26 fevereiro 2009

Reflexão em tempo de cólera

O ser humano bebe e fuma demais, consome sem critério, dirige rápido demais, assiste muita tevê e lê pouco, dorme tarde e acorda cansado e quase não reza. Multiplica seus bens, mas reduz seus valores. Fala demais, odeia frequentemente e raramente ama. Aprendeu a fazer tudo apressadamente, mas não aprendeu a esperar. Participa de várias reuniões, mas as relações são vazias. Se alimenta de fast-food e de digestão lenta. Armazena informações no computador, mas se comunica menos.

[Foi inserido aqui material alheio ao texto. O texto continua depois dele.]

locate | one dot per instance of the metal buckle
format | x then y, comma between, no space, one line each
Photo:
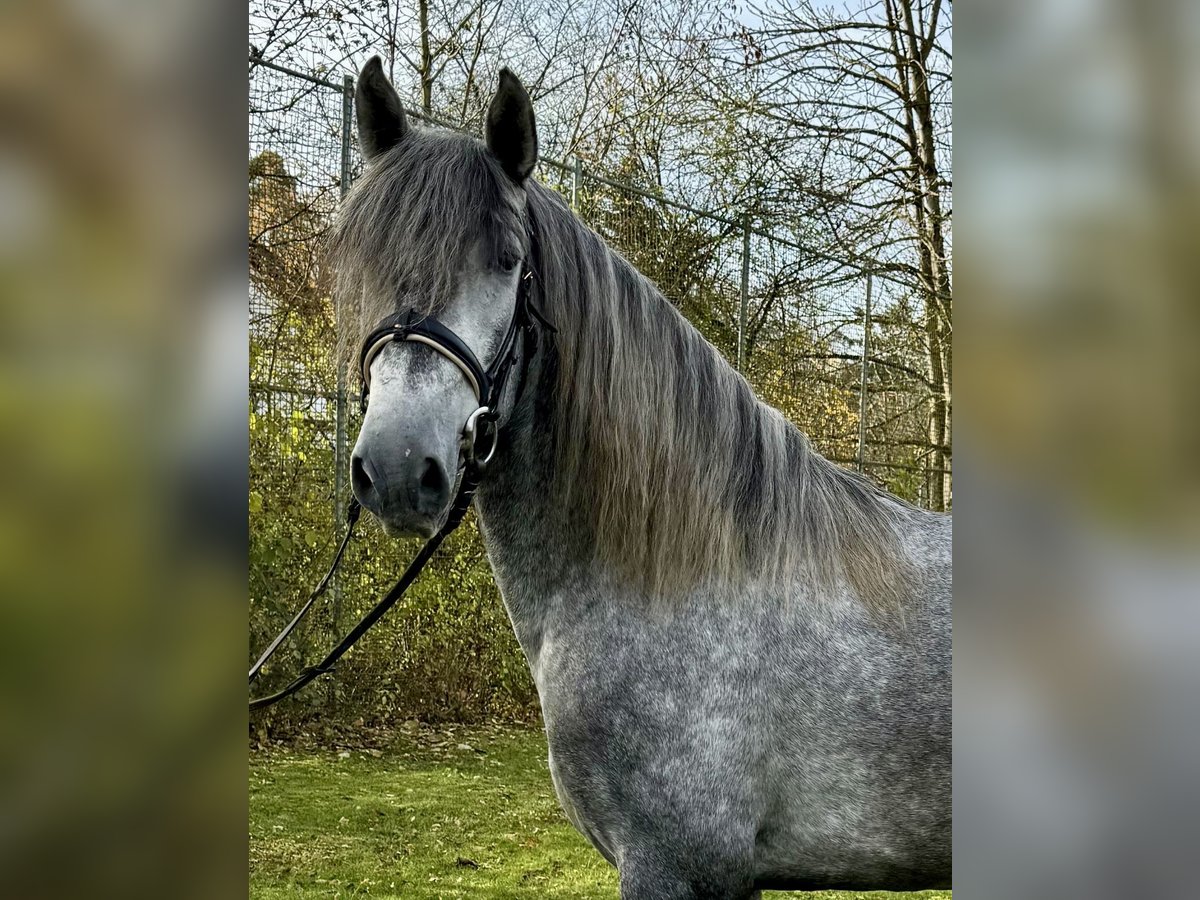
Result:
472,435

O ser humano faz muitas coisas maiores, mas pouquíssimas melhores. Foi à Lua, mas tem dificuldade de encontrar com o vizinho. Conquistou o espaço, mas não o próprio. Aprendeu a sobreviver, mas não a viver. Adicionou amor à sua vida e não vida ao seu amor. Luta para limpar o ar, mas polui a alma. Planeja mais e realiza menos. Torna-se homem grande, mas de caráter pequeno.

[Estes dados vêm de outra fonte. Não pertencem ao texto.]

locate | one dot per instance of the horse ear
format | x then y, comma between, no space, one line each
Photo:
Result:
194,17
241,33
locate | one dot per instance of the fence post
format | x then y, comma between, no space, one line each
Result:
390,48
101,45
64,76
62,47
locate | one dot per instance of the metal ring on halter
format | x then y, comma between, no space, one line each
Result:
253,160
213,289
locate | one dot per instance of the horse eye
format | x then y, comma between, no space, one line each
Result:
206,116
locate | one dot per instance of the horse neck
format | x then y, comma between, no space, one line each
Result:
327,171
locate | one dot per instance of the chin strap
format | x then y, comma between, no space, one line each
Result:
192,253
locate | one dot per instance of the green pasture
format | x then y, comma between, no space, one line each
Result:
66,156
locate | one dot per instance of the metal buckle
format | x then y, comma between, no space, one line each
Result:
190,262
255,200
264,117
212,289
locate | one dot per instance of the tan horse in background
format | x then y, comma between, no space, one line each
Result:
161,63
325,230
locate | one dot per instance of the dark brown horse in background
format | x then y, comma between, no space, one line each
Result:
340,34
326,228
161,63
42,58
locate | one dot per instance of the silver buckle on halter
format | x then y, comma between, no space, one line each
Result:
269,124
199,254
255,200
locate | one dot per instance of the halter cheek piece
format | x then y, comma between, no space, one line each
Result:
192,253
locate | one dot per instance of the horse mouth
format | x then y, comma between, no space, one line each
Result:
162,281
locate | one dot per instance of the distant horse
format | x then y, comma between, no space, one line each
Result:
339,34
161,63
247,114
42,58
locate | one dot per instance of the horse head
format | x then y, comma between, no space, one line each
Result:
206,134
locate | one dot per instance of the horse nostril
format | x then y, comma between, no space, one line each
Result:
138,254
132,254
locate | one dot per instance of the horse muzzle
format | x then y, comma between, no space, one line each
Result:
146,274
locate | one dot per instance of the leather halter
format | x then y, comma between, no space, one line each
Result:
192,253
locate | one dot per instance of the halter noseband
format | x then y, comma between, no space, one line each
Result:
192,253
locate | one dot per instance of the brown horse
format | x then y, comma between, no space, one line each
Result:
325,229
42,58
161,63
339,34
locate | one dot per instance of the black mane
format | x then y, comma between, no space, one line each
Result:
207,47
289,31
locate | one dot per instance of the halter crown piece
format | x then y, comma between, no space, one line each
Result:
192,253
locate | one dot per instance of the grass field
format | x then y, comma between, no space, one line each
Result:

O ser humano passa mais tempo no computador enviando e-mail, mas não tem tempo para um diálogo ou um simples abraço amigo. O avanço da ciência e tecnologia retrocedeu a busca de valores como ética, justiça, honestidade e solidariedade.
O encantamento com o corpo está forjando a outra linguagem da identidade. São as chamadas bio-identidades. A cultura hoje em dia não quer que você tenha uma forma definitiva. É exigido que você se mude o tempo todo, que você se mude enquanto consumidor de tecnologia médica e consumidor de modelos identitários. Quando você tem qualquer coisa que você acha que é algo que lhe torna fixo eles gritam “não crie hábitos”, “seja transgressor”, “se reinaugure todo o dia”, “se mude sempre”. Ninguém agüenta essa carga.
Na era de poucos valores, moral descartável, pílulas mágicas, acesso rápido e lenta reflexão, de música pouco conceitual, de tevê fútil e livro inútil, de nada que faz pensar, apenas transar, existem ainda aqueles humanos (poucos) que sabe que a vida não é tudo que se quer, mas amar tudo que se tem.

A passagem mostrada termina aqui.